= Carmel Head Thrust =

Geological fault in Anglesey, Wales

The Carmel Head Thrust is a geological fault on Carmel Head in north Anglesey, Wales, where rocks of the Precambrian Mona Complex are thrust over Lower Paleozoic sedimentary rocks.

==Geology and structure==

The Carmel Head Thrust is a low angle, east-north-east–trending thrust fault exposed along the rocky coastline of north-west Anglesey, Wales, from Carmel Head to the mouth of Cemaes Bay. It forms the basal thrust of the Amlwch Terrane: Cambrian mud-rich rocks of the Llanfechel Group and associated volcanic slices were pushed south- to south-eastwards over younger, relatively undeformed Floian-to-Darriwilian mudstones of the Llyn Alaw Group. More recent work by the British Geological Survey shows that the thrust marks a fundamental terrane boundary, with contrasting lithologies, metamorphic grades and structural histories on either side of the fault trace.

==Tectonic history==

Geological evidence indicates that the main movement took place after emplacement of the Parys Mountain volcanic sequence (about 436 Ma) but before deposition of the undeformed Old Red Sandstone, placing displacement in the late Silurian.
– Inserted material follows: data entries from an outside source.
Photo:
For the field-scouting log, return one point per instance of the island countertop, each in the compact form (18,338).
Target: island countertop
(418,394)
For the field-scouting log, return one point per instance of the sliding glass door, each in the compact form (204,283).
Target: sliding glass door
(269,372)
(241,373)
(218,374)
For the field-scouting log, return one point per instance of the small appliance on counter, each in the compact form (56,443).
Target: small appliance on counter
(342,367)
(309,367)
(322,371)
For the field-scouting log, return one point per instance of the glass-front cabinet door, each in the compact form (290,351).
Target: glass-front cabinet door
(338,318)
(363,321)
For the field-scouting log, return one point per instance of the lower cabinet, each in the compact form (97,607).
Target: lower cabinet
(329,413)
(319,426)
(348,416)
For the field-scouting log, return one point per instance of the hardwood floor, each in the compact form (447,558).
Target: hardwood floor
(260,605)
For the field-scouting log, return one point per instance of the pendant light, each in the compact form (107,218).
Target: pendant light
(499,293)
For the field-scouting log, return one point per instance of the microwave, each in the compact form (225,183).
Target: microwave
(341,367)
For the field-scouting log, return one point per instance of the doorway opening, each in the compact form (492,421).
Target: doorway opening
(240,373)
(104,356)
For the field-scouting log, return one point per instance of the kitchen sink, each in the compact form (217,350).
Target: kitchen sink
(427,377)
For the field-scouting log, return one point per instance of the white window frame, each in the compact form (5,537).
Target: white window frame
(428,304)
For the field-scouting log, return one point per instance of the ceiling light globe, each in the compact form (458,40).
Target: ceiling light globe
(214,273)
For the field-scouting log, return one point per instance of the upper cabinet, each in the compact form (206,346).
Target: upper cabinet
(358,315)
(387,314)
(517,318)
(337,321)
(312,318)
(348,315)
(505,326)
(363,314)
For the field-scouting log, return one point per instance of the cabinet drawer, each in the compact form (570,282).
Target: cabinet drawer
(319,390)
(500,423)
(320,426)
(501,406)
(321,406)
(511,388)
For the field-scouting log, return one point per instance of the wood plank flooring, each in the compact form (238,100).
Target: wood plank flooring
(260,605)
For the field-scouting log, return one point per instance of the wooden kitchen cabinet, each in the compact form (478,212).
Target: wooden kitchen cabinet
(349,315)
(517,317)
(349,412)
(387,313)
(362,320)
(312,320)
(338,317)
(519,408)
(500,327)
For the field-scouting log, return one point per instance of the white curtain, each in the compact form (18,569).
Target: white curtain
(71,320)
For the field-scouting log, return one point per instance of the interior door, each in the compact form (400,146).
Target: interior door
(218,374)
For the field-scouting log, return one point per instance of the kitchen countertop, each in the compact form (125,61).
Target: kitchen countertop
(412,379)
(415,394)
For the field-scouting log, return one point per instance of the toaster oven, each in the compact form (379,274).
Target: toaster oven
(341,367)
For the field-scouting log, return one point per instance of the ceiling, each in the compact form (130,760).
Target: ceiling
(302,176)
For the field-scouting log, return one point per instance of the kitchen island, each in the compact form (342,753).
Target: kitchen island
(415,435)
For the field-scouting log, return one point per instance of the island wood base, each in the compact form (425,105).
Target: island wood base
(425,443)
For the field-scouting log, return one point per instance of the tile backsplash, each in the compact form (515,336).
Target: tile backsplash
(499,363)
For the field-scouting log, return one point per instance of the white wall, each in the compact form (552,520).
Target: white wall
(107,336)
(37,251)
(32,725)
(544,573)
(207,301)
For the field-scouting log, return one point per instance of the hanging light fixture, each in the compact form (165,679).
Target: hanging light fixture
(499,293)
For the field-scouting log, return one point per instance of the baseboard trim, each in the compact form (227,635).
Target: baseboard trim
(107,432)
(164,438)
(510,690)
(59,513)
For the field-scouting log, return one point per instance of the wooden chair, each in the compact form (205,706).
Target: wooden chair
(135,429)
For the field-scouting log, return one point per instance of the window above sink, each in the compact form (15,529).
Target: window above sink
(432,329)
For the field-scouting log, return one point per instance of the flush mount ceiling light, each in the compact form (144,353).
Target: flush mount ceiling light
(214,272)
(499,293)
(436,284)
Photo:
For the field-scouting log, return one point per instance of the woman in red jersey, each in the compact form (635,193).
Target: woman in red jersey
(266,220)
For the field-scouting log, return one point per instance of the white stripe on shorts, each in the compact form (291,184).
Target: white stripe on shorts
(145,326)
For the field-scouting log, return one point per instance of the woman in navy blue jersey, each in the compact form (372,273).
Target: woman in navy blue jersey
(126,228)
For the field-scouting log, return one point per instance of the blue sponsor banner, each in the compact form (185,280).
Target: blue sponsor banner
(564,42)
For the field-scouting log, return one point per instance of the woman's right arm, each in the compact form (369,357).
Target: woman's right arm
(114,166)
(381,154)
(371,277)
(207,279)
During that episode the northern slice travelled south-east on a low-angle fault plane, stacking older Neoproterozoic–Cambrian rocks on top of Early-to-Middle Ordovician strata. Later, during the Early Devonian Acadian compressional phase, the thrust was re-activated; renewed south-directed movement is inferred from cleavage in the Old Red Sandstone succession, but the amount of displacement is not quantified.
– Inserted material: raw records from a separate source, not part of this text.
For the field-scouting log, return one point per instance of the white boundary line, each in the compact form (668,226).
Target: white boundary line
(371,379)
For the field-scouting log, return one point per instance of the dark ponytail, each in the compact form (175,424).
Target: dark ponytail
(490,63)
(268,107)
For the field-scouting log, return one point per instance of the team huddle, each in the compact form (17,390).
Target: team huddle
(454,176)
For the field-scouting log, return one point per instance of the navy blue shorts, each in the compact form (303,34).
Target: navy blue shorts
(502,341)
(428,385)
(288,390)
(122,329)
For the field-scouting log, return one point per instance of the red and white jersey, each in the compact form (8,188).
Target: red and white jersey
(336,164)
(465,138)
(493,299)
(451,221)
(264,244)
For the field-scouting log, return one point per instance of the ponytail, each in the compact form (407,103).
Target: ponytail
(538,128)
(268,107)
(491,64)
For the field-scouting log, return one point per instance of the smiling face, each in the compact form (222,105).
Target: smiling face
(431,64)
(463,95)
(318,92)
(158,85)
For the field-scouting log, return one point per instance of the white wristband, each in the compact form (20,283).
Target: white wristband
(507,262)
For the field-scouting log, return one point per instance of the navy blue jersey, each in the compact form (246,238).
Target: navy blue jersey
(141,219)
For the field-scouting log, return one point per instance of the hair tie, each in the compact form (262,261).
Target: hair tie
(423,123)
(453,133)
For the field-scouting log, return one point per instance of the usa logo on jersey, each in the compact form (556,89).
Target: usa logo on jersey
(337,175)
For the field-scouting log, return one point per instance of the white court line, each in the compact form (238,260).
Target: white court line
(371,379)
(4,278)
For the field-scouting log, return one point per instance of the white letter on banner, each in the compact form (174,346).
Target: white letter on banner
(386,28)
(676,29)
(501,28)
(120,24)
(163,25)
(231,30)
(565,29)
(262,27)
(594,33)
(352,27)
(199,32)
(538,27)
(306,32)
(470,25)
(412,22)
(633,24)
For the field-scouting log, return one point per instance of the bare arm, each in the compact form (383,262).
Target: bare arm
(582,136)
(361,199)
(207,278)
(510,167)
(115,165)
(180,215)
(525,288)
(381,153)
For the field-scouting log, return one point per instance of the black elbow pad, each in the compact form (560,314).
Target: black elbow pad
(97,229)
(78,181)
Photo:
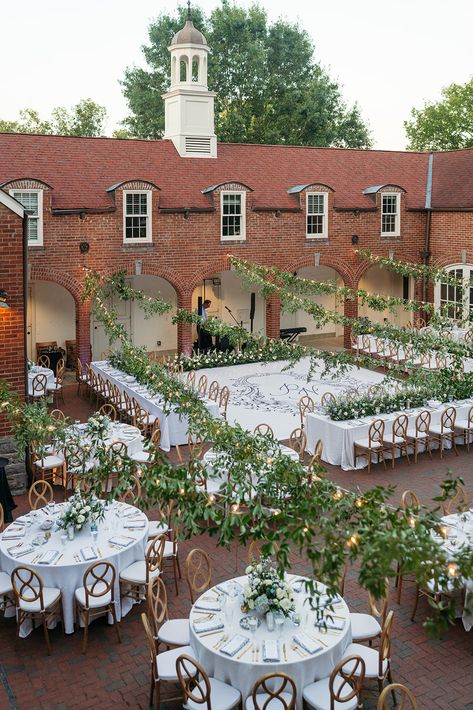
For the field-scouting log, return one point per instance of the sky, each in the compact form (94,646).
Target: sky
(388,56)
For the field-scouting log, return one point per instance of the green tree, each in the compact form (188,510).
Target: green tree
(446,124)
(269,87)
(86,118)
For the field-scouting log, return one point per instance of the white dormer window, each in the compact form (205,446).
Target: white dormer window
(390,215)
(316,210)
(137,216)
(32,201)
(232,208)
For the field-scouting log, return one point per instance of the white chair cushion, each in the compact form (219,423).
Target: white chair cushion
(49,462)
(175,632)
(364,626)
(5,583)
(50,595)
(222,696)
(370,657)
(366,442)
(317,695)
(274,704)
(166,662)
(94,602)
(136,573)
Today the Carmel Head Thrust is well exposed in sea-cliffs and foreshore platforms, where thinly layered, finely cleaved turbidite mudstones of the Cemlyn Bay Formation in the hanging wall overlie green, oxic-facies mudstones of the Llyn Alaw Group in the footwall. The fault demonstrates, in a single line of cliffs, the process of thrusting: older, deeper rocks have ridden up and over younger layers along a gently inclined rupture—and subsequent erosion has sliced through this stack to give a window into the tectonic assembly of Anglesey during the closing stages of the Caledonian orogeny.